Boris Gondouin, membre du Comité directeur de l’EMB et moi-même, avons d’abord été reçus par Madame Nathalie Barbe, conseillère du Ministre de l’Agriculture Didier Guillaume. À la différence d’autres entretiens, nous ne sommes pas venus les mains vides et nous lui avons présenté nos factures pour les mois de mars et avril. Madame Barbe a été très surprise de voir les chiffres figurant sur notre fiche de paie. Nous avons également dénoncé les effets d’annonce. En effet, certains industriels ont peut-être reversé 370 €/1000 L pour un produit, mais pas pour la totalité !

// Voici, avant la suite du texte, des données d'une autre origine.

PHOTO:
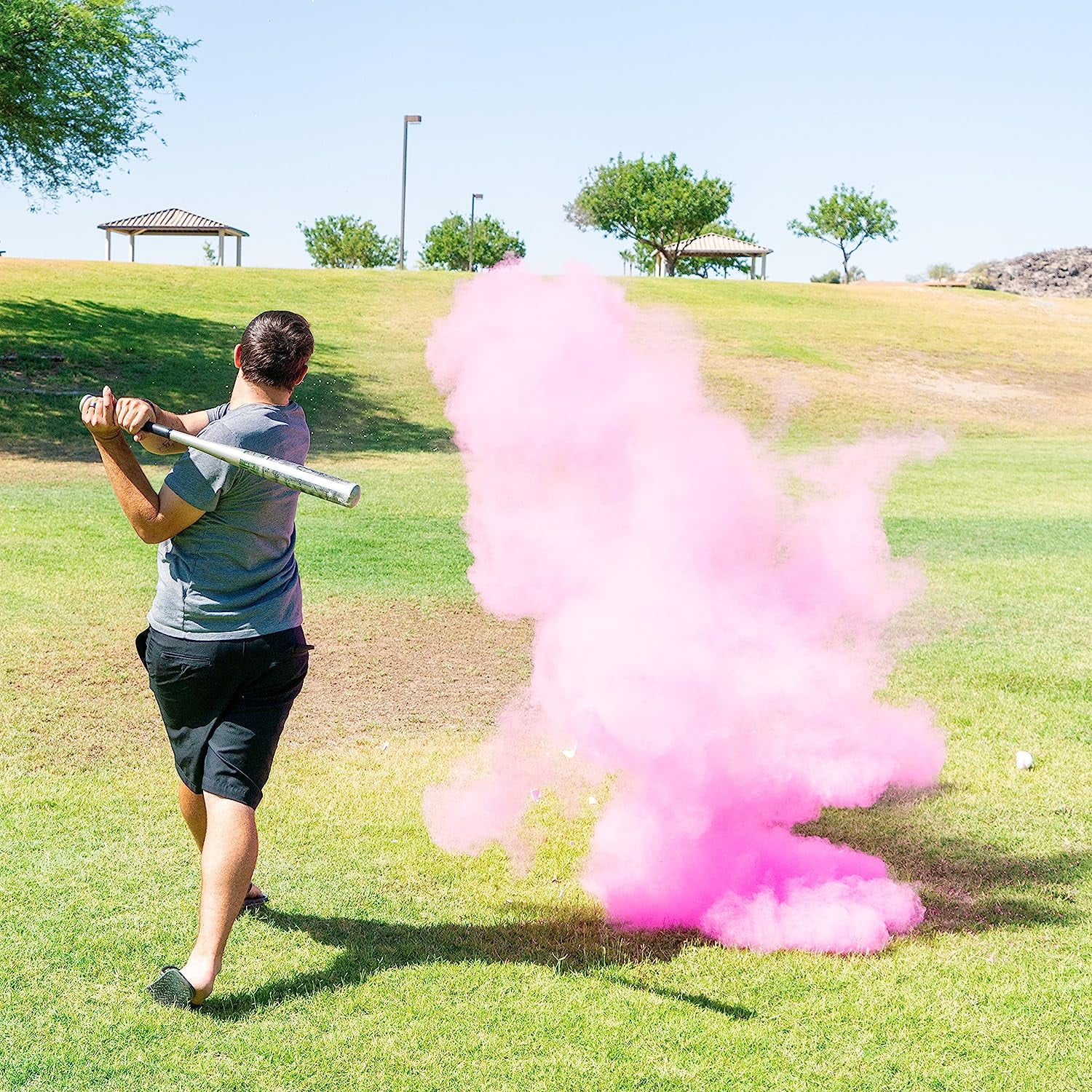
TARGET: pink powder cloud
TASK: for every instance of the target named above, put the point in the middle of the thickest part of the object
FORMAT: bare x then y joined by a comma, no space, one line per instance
710,624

Après la manifestation, nous avons pu nous entretenir avec M. Guillaume Garot, ancien ministre délégué à l’agriculture, et le député socialiste M. Dominique Potier, agriculteur en Meurthe-et-Moselle. Ceux-ci sont en phase avec l’APLI et l’EMB et nous suivent de près. Malheureusement, ils sont minoritaires au sein du gouvernement.

Comment s’est déroulée la manifestation ?

La manifestation s’est déroulée pacifiquement, avec le soutien de délégations de la Confédération paysanne et de la Coordination rurale. Nous avons déversé symboliquement quelques litres de lait. De plus, les passants ont pu déguster du lait équitable Fairefrance. Cette marque prouve qu’il est possible de vendre du lait à 45 centimes le litre, soit un prix juste pour les producteurs.

 

Quelles conclusions tirez-vous de cette journée d’échanges et de mobilisation ?

Nous sommes satisfaits de la présence de nombreux journalistes et de la résonnance médiatique de notre journée de mobilisation. Cependant, nous avons prévenu les responsables politiques que si la situation ne s’améliorait pas, les protestations s’accentueraient.

 

M. Louis, je vous remercie de cet entretien.